Ravi, a school dropout and vagabond, falls in love with Swati the minute he sets eyes on her, but loses sight of her in a sea of people and traffic. As only a possessed lover can, he tries to find her in a city of ten million people. Armed with just the first three letters on the license plate of her car, he tries to locate her. After innumerable attempts and near hits and misses, he manages to find her. Swati lived under the shadow of a tyrannical brother who was trying find her an arranged marriage. Ravi manages to establish visual contact with Swati and understands from her mute plea that she wants to leave her home. Ravi helps her escape from home and is elated that she left home for him. His bubble quickly bursts when he learns that Swati had used his help to get to her lover Chandu. Ravi braves the goons who chase them, fights the tears of heartbreak, and decides to help Swati meet her lover. This draws ire from Ravi's friends who had helped him all along in his love story. They think Ravi should dump the girl. He disagrees and they dessert him. Armed only with unflinching, selfless love, Ravi embarks on an adventure with Swati to find her lover, Chandu. Finally, he manages to fight the Swati's brother's goons and unites Swati and Chandu. Ravi's selfless sacrifice melts Swati's heart and causes her to question the meaning of true love.

==Cast==

- Tarun as Ravi
- Aarthi Agarwal as Swati
- Jugal Hansraj as Chandu
- Kota Srinivasa Rao as Ravi's father
- Kavitha as Ravi's mother
- Brahmanandam
- Ali as Beggar
- Subbaraju as GK, Swati's brother
- Sudeepa Pinky as Ravi's sister
- Gautam Raju as Ravi's uncle
- Krishna Bhagavan as Railway TC
- Raghu Babu as Police Officer
- Gundu Hanumantha Rao as Lecturer Subba Rao
- Vijay Sai as Cable Madhu
- Viswa as Ravi's friend
- M.S. Narayana
- Hema
- Narra Venkateswara Rao
- Jeeva
- Chittajalu Lakshmipati
- Raj Kumar
- Siva
- Santosh
- Charan
- Nuthan Kumar
- Sirisha
- Kavitha Krishnaswamy
- Bangalore Padma
- Jaya Lakshmi
- Kalpana Rai
- Master Karthik
- Master Deepak
- Sanjjana as Anu (uncredited cameo)
- Shriya Saran as Shriya (Cameo)
- Srikanth as himself (special appearance)
- Sunil as Venkat (guest appearance)

== Production ==
Due to false rumors that she was in love with Tarun, Aarthi Agarwal attempted suicide a week before the release of this film.

==Soundtrack==

The music was composed by Chakri. Lyrics written by Bhaskarabhatla. The music was released on the Aditya Music company.

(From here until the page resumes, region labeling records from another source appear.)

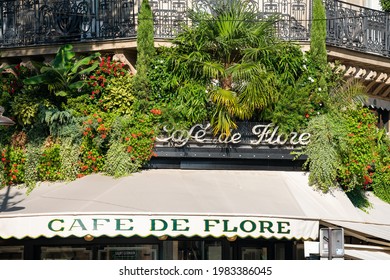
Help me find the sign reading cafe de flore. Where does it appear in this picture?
[2,214,318,239]
[157,123,310,147]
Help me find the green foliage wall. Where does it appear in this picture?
[310,0,327,66]
[134,0,155,102]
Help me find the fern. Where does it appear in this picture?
[303,115,340,192]
[60,138,80,181]
[104,141,141,178]
[25,143,42,194]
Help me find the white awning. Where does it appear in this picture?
[324,192,390,244]
[0,169,390,240]
[344,244,390,260]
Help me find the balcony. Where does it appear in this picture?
[0,0,390,54]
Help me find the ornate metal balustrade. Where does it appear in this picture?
[325,0,390,56]
[0,0,390,56]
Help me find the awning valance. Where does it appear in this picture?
[0,169,390,240]
[0,214,318,239]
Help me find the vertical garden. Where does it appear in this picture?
[0,0,390,207]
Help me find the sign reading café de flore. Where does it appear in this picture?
[157,123,310,147]
[0,214,318,239]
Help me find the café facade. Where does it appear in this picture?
[0,123,390,260]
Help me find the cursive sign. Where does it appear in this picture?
[157,123,310,147]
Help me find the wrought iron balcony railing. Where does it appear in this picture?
[0,0,390,56]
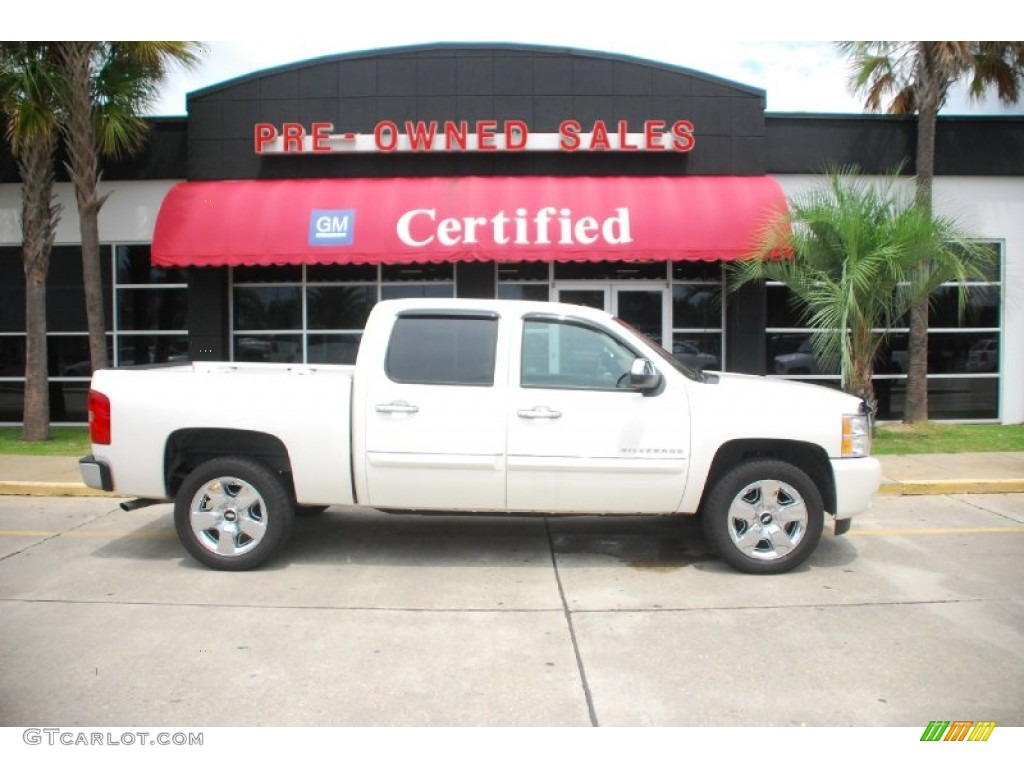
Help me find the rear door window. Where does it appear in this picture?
[384,314,498,387]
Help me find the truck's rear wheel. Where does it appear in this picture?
[174,458,295,570]
[702,459,824,573]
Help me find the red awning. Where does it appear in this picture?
[153,176,785,266]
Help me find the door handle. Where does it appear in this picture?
[516,406,562,419]
[374,400,420,414]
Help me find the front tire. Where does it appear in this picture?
[702,459,824,574]
[174,458,295,570]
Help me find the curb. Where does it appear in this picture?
[0,480,123,499]
[879,480,1024,496]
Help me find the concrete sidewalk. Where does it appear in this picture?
[0,453,1024,496]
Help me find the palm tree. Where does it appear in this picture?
[0,42,60,441]
[55,41,198,370]
[838,40,1024,423]
[728,168,990,407]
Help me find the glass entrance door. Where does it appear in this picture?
[555,283,672,346]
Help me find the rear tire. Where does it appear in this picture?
[701,459,824,574]
[174,458,295,570]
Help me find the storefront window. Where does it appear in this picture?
[113,245,189,368]
[766,243,1002,420]
[0,245,188,424]
[672,261,725,371]
[497,261,551,301]
[231,264,455,365]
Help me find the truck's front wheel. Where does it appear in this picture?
[174,458,295,570]
[702,459,824,573]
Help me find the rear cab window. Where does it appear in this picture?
[384,311,498,387]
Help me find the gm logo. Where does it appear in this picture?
[309,208,355,246]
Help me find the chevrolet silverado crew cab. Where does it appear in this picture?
[81,299,881,573]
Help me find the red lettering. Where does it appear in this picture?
[444,120,469,152]
[281,123,306,152]
[374,120,398,152]
[558,120,583,152]
[311,123,334,152]
[590,120,611,152]
[672,120,696,152]
[505,120,529,152]
[643,120,669,152]
[406,120,437,152]
[254,123,278,155]
[618,120,640,151]
[476,120,498,152]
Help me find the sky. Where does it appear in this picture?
[19,0,1024,116]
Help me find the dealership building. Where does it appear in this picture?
[0,44,1024,424]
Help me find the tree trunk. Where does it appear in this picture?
[59,42,108,371]
[903,48,939,424]
[22,272,50,442]
[18,136,60,442]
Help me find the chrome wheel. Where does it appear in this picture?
[174,457,295,570]
[728,480,808,560]
[700,458,824,573]
[189,477,266,557]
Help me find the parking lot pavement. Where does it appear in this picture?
[0,495,1024,728]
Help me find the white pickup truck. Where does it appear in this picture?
[81,299,881,573]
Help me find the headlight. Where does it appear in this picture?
[842,414,871,459]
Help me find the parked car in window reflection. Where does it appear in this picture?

| No. | Title | Singer(s) | Length |
|---|---|---|---|
| 1. | "Current Shock" | Chakri, Ravi Varma | 3:47 |
| 2. | "Yepatikappudu" | Chakri, Sudha | 3:40 |
| 3. | "Premicha Ninne" | Venu, Kousalya | 4:59 |
| 4. | "Madhumasam" | Chakri | 3:55 |
| 5. | "Yekkada Vunna" | Karthik, Kousalya | 4:11 |
| 6. | "Kaliki Chilaka" | Karthik | 2:46 |
| 7. | "Sneham" | Chakri | 1:22 |
| 8. | "Kokkorokko" | Tippu, Kavitha Krishnamurthy | 3:05 |
| Total length: |  |  | 28:02 |

==Reception==
A critic from Idlebrain.com wrote that "This film is a visual feast. You will not regret watching Soggadu as the first half and songs itself would give value for your money". A critic from Sify wrote that "On the whole Soggadu looses tempo by interval though Ravi Babu has to be commended for packaging it with sugar coated entertainment. Still the film is watchable".